However, Ryan’s shifting accents is something of an inside joke in and of itself. For over 15 years, American audiences have known Hugh Laurie as eponymous House M.D., a crotchety American doctor whose arrogance only assists him in solving the most dire cases thrown his way. Laurie sunk so completely into the role that many viewers were flabbergasted to learn that Hugh Laurie himself is not a heroic American leader, but a British actor, best known in his country for his zany comedy chops.

“Really when we were talking about this, we thought why not amalgamate the two: kind of the ‘Come to me, I know everything expert’ to the ‘Help me, I have no idea what I’m doing, I need help [persona].’ And that gives him the ability to flip between the two,” Iannucci said.

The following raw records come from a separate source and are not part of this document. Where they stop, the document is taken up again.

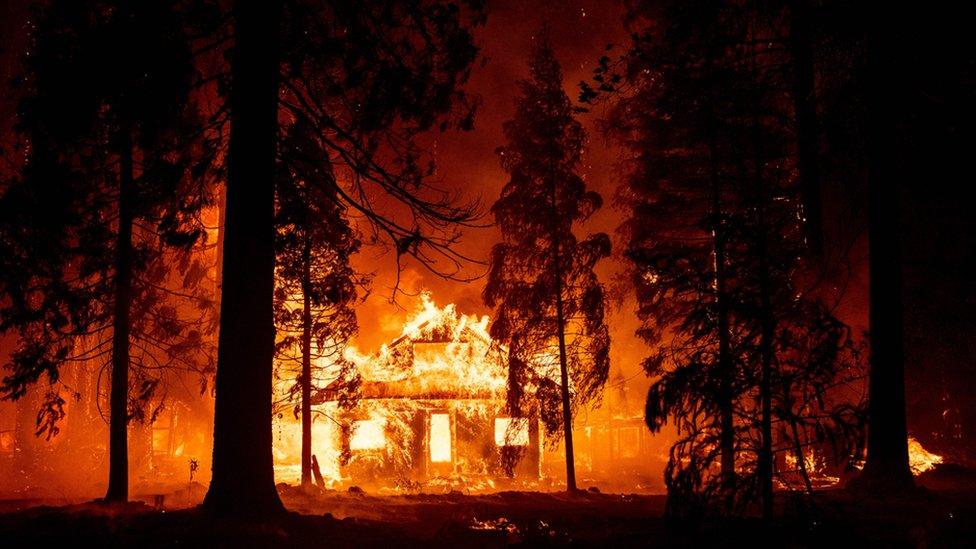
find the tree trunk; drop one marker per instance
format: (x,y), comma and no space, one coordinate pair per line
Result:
(767,328)
(765,465)
(563,366)
(118,470)
(243,465)
(887,463)
(805,112)
(306,378)
(724,401)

“Because I think if you were booking a cruise in Miami, I think you’d want a kind of United Airlines pilot type in charge,” Iannucci said, before gleefully adding, “and also who knows where Britain might be in international self-esteem in forty years’ time.”

Hugh Laurie in Avenue 5
Photo: HBO

When Decider spoke with Laurie, he was ironically less confident about Iannucci’s take on American confidence.

“Well I was curious about it. [Armando] obviously had a very clear idea about the projected security and confidence that comes along with an American accent and how an American — someone like Herman Judd (Josh Gad) — might be rendered speechless with fear and anxiety hearing an English voice. And I was curious to know if that was actually true,” Laurie said.

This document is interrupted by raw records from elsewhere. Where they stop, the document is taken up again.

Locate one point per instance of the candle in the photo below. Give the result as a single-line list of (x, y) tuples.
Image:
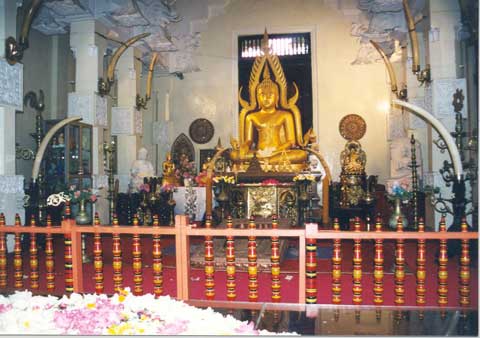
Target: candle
[(440, 128), (167, 107)]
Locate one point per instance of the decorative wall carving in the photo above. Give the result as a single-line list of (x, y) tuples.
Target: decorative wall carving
[(101, 118), (127, 18), (11, 84), (81, 105), (443, 90), (123, 121), (138, 122)]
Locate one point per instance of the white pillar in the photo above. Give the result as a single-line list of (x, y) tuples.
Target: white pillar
[(11, 99), (89, 49), (126, 119)]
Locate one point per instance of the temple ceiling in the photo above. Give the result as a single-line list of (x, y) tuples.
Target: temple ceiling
[(175, 28)]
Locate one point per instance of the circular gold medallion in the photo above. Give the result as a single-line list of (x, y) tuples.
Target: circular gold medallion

Laurie told Decider that he questioned if Americans would in fact be upset to hear a British accent from a captain, noting that it probably depended upon the specific regional accent in play, but Iannucci put him at ease. “He put my mind at rest,” Laurie said. “He said, ‘No, no, no, it’ll work.'”

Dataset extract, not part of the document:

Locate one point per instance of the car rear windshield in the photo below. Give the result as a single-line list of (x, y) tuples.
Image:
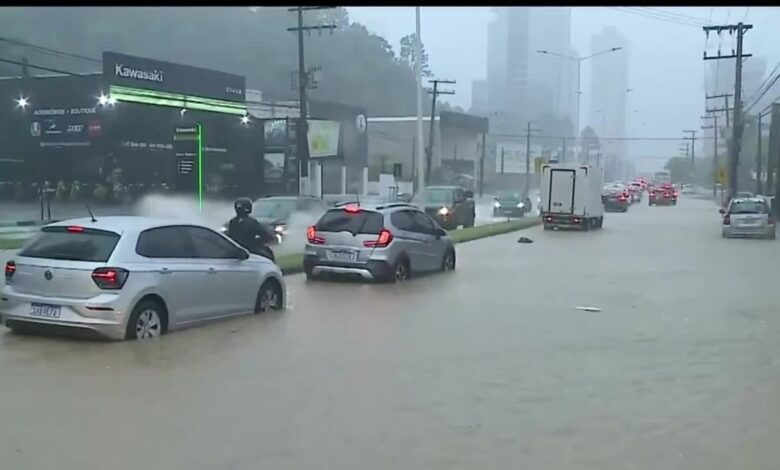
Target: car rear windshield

“I don’t know,” Laurie continued. “I honestly don’t know if people would find an English ship’s captain more alarming than an American. I mean, in times of stress people do want to hear the familiar…or is that a baseless anxiety to have?”

Whether or not Laurie’s own anxiety about the accent is baseless or not, it does allow him to fully play with the dual parts of his public persona for the very first time. The same people wondering “What is Hugh Laurie’s real accent?” are the same folks who would likely be confused aboard the Avenue 5, wondering to themselves, “What is Captain Ryan Clark’s real accent?”

Avenue 5, Episode 2 premieres on HBO this Sunday, January 26.